Siempre cabría el recurso de jugar en otra liga, no competitiva, reservada a las actividades opacas del capital, pero esas especializaciones ya están cubiertas por miniestados como Suiza o Luxemburgo, u otros de rango singular como las Seychelles, la Isla de Mann, el principado de Mónaco o sofisticaciones por el estilo. Parece que a corto plazo no se está por incrementar su nómina. O siempre se podrá argumentar que, efectivamente, parcelar lo existente mengua tu capacidad, pero que esta será mayor ante el mundo toda vez que el estado del que te vas te viene anulando en tu proyección internacional. Ese es un supuesto válido, aunque hay que demostrarlo fehacientemente. La última razón es la primera: la de mi santo capricho y la de la imperiosa necesidad de ser “nosotros mismos”… y luego ya deparará el destino. No es mala. Y además se apoya en la ventaja de que nadie evalúa al cabo de los años qué fue de ellos. Nadie sabe muy bien si Eslovaquia, Macedonia, Estonia, Moldavia o Sudán del Sur están mejor ahora que cuando eran regiones de algo más amplio. ¿O sí? En algunos casos, los peores, sí.
El tamaño es argumento en esto de las casitas estatales. El orgullo de sentarse en la reunión de naciones unidas no siempre compensa los sinsabores del día a día, de la pérdida de presencia, capacidad y poder de representación de tus ciudadanos. Para eso sirven también los estados. Los intereses privados del capitalismo aventurero de hoy los prefieren menguantes, ensimismados, ansiosos por sustituir con sus negocios los que se dejaron escapar con tanta preocupación ontológica anterior. Es cosa seria y a considerar. Pero el peso de la nación, las voces ancestrales –también el hartazgo con lo que tienes, cierto, la huída hacia adelante- e intangibles similares son los que marcan el paso de los patriotas. Y eso, también, es lo que vale.
Hay una tabla que cruza el PIB de los estados del mundo con el volumen de ventas de las más importantes empresas internacionales. Pone a todos en orden con arreglo al volumen de millones de dólares que mueven al año. En la lista de los 100 primeros, 51 son corporaciones empresariales y 49 países. Antes del puesto 25 ya se cuelan unas pocas de esas que llamamos transnacionales. Desde el 50, duplican en número a los estados. Los datos son de 2000 (de Sarah Anderson y John Cavanag, del Institute for Policy Studies), pero hay que pensar que 14 años después las cosas no han cambiado demasiado.

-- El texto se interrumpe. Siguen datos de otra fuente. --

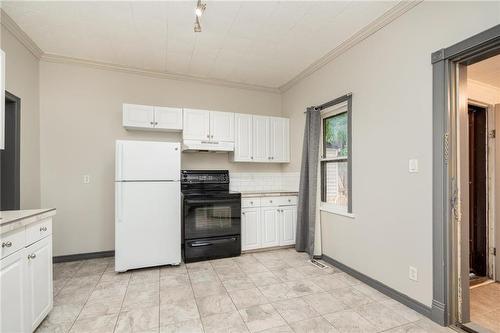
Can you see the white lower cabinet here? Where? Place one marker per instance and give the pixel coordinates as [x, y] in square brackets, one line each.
[26, 279]
[39, 277]
[270, 227]
[14, 310]
[250, 229]
[268, 222]
[288, 223]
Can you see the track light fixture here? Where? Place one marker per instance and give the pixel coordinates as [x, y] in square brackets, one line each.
[200, 8]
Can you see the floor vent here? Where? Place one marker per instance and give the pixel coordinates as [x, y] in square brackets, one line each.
[318, 264]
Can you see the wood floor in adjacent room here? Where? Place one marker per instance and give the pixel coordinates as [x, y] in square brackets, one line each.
[485, 306]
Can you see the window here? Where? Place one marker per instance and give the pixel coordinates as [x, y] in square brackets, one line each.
[336, 156]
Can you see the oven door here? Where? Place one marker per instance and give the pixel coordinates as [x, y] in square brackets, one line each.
[211, 217]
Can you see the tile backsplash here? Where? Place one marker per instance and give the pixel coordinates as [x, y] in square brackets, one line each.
[264, 181]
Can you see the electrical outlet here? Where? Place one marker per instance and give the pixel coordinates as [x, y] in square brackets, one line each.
[413, 273]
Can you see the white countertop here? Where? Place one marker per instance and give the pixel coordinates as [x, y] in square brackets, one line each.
[13, 219]
[247, 194]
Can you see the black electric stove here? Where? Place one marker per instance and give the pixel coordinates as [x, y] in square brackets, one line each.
[211, 215]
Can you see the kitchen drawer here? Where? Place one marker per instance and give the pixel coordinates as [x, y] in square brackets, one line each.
[39, 230]
[288, 201]
[278, 201]
[250, 202]
[12, 241]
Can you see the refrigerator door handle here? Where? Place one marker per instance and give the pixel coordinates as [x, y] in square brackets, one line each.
[119, 200]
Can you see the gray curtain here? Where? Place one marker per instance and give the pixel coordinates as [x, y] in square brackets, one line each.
[306, 214]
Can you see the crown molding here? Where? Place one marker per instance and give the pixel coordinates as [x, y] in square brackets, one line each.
[55, 58]
[389, 16]
[19, 34]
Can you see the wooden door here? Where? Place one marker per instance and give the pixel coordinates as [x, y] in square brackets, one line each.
[478, 226]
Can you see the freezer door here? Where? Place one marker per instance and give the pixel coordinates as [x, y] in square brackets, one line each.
[143, 160]
[148, 224]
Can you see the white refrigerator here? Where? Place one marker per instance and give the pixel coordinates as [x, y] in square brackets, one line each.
[147, 204]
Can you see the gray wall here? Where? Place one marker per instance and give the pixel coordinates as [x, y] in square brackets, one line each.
[390, 76]
[21, 79]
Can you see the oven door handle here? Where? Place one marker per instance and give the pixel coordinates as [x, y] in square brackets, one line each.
[216, 241]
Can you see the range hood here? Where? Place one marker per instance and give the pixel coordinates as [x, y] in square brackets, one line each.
[206, 146]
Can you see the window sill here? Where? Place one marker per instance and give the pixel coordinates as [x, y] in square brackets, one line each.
[335, 210]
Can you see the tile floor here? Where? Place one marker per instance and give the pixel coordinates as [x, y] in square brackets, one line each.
[485, 306]
[275, 291]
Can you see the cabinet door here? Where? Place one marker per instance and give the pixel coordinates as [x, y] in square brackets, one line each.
[270, 228]
[222, 126]
[39, 286]
[279, 147]
[243, 138]
[168, 118]
[260, 138]
[250, 229]
[196, 125]
[288, 223]
[138, 116]
[13, 300]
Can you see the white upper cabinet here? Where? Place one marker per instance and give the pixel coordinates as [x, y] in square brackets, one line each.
[138, 116]
[148, 117]
[221, 126]
[279, 139]
[243, 138]
[2, 99]
[196, 125]
[260, 139]
[168, 118]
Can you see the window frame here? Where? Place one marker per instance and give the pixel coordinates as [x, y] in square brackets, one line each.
[331, 109]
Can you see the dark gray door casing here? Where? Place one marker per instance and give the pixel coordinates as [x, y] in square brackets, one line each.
[444, 62]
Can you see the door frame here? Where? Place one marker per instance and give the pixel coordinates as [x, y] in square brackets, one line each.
[490, 185]
[17, 149]
[446, 210]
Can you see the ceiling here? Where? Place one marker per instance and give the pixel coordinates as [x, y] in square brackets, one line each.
[486, 71]
[262, 43]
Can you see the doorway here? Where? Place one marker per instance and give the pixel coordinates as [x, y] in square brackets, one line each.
[10, 156]
[478, 194]
[459, 197]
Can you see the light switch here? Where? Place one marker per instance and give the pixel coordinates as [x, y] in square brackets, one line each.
[413, 166]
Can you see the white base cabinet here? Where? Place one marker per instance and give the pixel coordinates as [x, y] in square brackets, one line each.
[268, 222]
[26, 277]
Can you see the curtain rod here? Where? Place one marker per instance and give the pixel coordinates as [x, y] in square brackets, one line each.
[332, 102]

Contemplamos el artefacto Estado-nación como si todavía fuésemos románticos y estuviésemos obnubilados por sus posibilidades más que por sus amenazas. Hablamos de él últimamente como la panacea que permite a los individuos ser lo que son, hacer realidad el viejo sueño de los nacionalismos: a cada supuesto nacional un hecho estatal. Aparece con la función básica de proporcionar satisfacción a los problemas ontológicos de los nacionalistas, deseosos de disponer de un instrumento para convencer al último de sus conciudadanos de las bondades de esa presumida coherencia, de ese destino. Así, lo importante es alcanzar un asiento en el listado de países reconocidos por Naciones Unidas, no importa que luego en ese otro no salgamos ni entre los 100 ni entre los 200 primeros. Hablan de otra cosa.